Long ago, he would simply have killed the old man. Sucked him dry and laughed about it the next night. But times had changed, humanity had changed, and Peter Octavian had changed as well. Conflict was foolishness, he knew, and it disturbed him deeply that more of his kind did not realize this, and certainly did not share his fondness for humans.
The Defiant Ones.
His people.
The barbarism and inhumanity that had made them truly human had seemingly become immortal along with their flesh. They had learned nothing in their centuries of unlife, as if their ability to reason had died along with their humanity. It shamed him to know that not long ago, he, too, had been a barbarian. But already his warrior’s soul was giving way to enlightenment, and finally to peace. He no longer took life if it could be avoided, unless, of course, revenge were involved. Vengeance was one primitive emotion he could not overcome, nor did he want to.
No. The old man had not deserved to die.
Peter shook the clouds of philosophy from his head and set his mind to the problem at hand. He examined the glass doors to the building, with their alarm system hooked into the main lobby, and his course of action was plain: he could not open the doors without setting off the alarm, so he must go under them. At his mental command, his molecules drifted apart and a hot, wet cloud of mist slipped under the door. He had often wondered why this transformation was so painless and the others so excruciating. Not that he minded.
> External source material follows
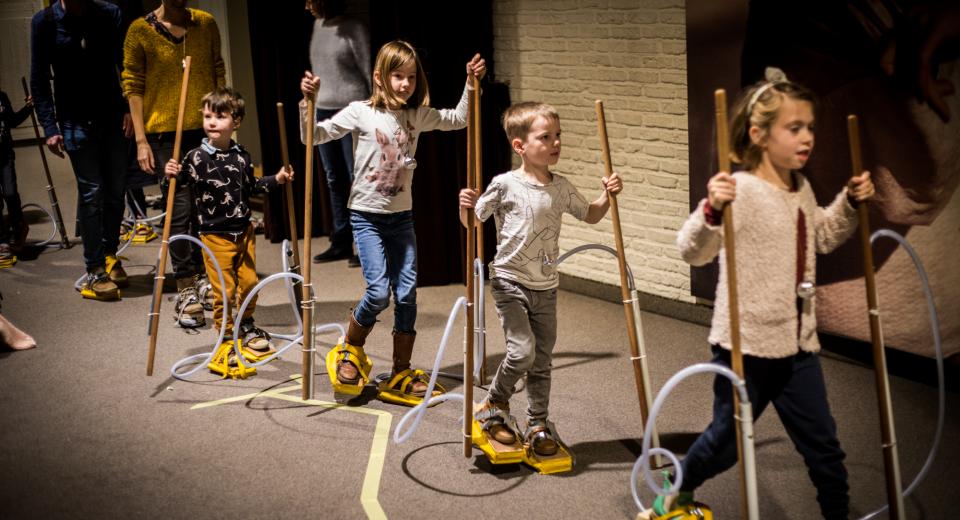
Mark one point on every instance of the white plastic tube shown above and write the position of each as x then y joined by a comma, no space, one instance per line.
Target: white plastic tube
746,432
Frustrated, Peter leaned back in the late Roger Martin’s chair, drumming his fingers on the dead man’s desk, and began to wonder whether someone had beaten him to it. He’d been through every inch of Martin’s desk, every file in the man’s filing cabinet, and come up empty—not a single reference to the case that Janet had been working on. In the Rolodex he found Janet’s and the lawyer Benedict’s telephone numbers, but that was nothing he hadn’t expected to find.
He was tired, suddenly, and cold. Hungry! He snickered quietly to himself, amused by his own stupidity. He had meant to go see Marcopoulos. His supply of “groceries” was low, and he hadn’t banked on having to go out in the sun. He’d have to be at peak strength, and that was going to take more blood than he had on ice.
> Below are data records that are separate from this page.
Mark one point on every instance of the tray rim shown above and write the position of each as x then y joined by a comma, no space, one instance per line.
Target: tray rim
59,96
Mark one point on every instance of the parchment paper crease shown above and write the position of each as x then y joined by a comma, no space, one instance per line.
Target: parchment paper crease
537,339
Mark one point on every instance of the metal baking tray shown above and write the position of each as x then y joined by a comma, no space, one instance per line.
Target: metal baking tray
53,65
He picked up the phone from Martin’s desk and dialed the number for City Hospital. The phone rang once.
“Dr. Marcopoulos’ office,” an unfamiliar voice said.
“Is he in?”
“No, I’m sorry, the doctor went home early tonight.” That unfamiliar voice had an attitude problem, Peter thought.
“Could I leave him a message?”
“I
suppose”
she said with a huff.
“Please tell him that Peter called. That I’m having a barbecue tomorrow and I want him to bring the drinks.”
“The drinks.”
“Yes.”
“I’ll leave it on his desk.” Her sign-off was barely a grunt.
And that’s when it hit him.
Where do you put something when you’re done working on it? On the boss’s desk of course! Ted had said that Martin stayed late to finish something up. He could only hope that the government’s slack working habits would hold up and that no one had worked on it yet.